Passados alguns dias a polícia procurou os pais dele avisando que ele havia cometido suicídio e deixou um bilhete que dizia ” Se existem fantasmas, então eu agora serei um e estarei sempre com você como um”.
A família Denham afirma que ele não tinha qualquer problema ou perturbação mental anterior com a rapaz e a repercussão do caso foi terrível para a emissora, que sofreu uma ação judicial, que levou a uma investigação da BBC pela Broadcasting Standards Comission. O resultado foi negativo para a BBC, que foi taxada.
Segundo a comissão, a empresa deveria prevenir a audiência de que tudo era uma encenação, mas, que ao invés disso, eles instauraram um senso de ameaça real que alarmou muitas pessoas.

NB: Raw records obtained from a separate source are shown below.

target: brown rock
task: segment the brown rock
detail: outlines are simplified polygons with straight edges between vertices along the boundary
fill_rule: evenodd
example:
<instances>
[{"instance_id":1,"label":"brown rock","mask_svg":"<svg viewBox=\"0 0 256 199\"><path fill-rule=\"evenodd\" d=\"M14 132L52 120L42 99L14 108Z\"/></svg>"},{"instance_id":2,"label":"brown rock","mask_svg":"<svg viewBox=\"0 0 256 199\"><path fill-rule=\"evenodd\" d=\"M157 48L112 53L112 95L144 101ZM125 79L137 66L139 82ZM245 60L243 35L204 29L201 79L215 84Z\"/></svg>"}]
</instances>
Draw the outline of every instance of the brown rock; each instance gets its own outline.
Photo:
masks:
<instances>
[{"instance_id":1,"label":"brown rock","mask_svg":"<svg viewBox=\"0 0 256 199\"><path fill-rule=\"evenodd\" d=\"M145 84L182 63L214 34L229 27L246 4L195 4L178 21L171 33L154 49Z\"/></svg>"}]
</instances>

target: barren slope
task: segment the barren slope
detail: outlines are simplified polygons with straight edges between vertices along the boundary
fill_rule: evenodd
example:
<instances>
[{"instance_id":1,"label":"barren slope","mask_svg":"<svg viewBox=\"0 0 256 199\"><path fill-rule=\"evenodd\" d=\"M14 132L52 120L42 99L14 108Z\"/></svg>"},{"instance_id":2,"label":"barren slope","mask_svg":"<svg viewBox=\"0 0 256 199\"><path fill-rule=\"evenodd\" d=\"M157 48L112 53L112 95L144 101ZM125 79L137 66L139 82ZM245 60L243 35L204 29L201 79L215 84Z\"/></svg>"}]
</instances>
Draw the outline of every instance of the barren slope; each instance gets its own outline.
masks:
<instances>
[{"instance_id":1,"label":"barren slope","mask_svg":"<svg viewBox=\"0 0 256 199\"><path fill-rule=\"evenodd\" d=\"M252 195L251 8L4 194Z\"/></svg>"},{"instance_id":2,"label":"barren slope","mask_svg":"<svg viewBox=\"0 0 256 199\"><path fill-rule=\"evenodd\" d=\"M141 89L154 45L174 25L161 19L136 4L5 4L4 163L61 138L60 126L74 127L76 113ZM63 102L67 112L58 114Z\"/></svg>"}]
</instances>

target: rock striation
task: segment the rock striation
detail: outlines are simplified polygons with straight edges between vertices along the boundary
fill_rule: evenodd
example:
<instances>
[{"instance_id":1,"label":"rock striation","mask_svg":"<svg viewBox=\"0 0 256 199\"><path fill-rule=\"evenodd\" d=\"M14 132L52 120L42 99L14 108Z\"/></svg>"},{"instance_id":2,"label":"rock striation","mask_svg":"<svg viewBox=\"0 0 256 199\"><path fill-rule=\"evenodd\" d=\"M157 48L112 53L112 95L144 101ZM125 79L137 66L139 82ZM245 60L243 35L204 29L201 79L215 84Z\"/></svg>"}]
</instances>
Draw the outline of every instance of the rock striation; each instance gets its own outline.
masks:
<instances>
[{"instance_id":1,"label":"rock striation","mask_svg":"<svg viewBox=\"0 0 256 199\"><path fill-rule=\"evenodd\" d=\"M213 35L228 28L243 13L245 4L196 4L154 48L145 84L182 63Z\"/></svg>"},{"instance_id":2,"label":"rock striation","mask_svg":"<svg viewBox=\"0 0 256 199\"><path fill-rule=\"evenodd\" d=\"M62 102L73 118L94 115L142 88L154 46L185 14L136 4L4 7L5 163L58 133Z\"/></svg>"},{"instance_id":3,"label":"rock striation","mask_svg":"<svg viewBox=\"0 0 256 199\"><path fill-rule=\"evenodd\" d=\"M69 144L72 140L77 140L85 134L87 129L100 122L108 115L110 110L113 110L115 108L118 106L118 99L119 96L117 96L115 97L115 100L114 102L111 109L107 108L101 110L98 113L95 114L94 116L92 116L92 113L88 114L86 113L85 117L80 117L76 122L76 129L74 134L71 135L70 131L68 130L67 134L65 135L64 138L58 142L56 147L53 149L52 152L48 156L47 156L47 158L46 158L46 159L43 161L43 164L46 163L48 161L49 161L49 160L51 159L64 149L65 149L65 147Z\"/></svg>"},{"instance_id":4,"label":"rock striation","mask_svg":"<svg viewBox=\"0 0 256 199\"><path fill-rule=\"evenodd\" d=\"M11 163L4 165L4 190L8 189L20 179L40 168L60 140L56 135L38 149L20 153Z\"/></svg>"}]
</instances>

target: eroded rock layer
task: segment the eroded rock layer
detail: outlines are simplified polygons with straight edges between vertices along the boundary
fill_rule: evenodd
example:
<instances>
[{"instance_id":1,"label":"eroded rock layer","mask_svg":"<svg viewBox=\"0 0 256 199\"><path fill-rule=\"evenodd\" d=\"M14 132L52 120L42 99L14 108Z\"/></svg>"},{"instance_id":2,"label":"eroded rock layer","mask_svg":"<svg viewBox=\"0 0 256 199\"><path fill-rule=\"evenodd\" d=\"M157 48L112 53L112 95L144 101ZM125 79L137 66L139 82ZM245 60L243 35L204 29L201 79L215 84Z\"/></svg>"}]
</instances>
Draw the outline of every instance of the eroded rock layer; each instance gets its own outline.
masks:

Sabendo dessa questão é difícil se manter incólume a Ghostwatch, mas como produção midiática popular inegavelmente o valor é imenso. A solução sugerida de ser mais enfático em afirmar que aquela era uma obra de ficção certamente faria a obra perder boa parte de sua graça e toda essa aura o coloca ao lado de produções como Holocausto Canibal e Bruxa de Blair como filmes confundidos com a realidade. Seu sucesso dificilmente seria bem replicado atualmente, até por conta do excesso de informação sobre obras da cultura pop, e esse fato faz do especial um produto único, irreplicável possivelmente.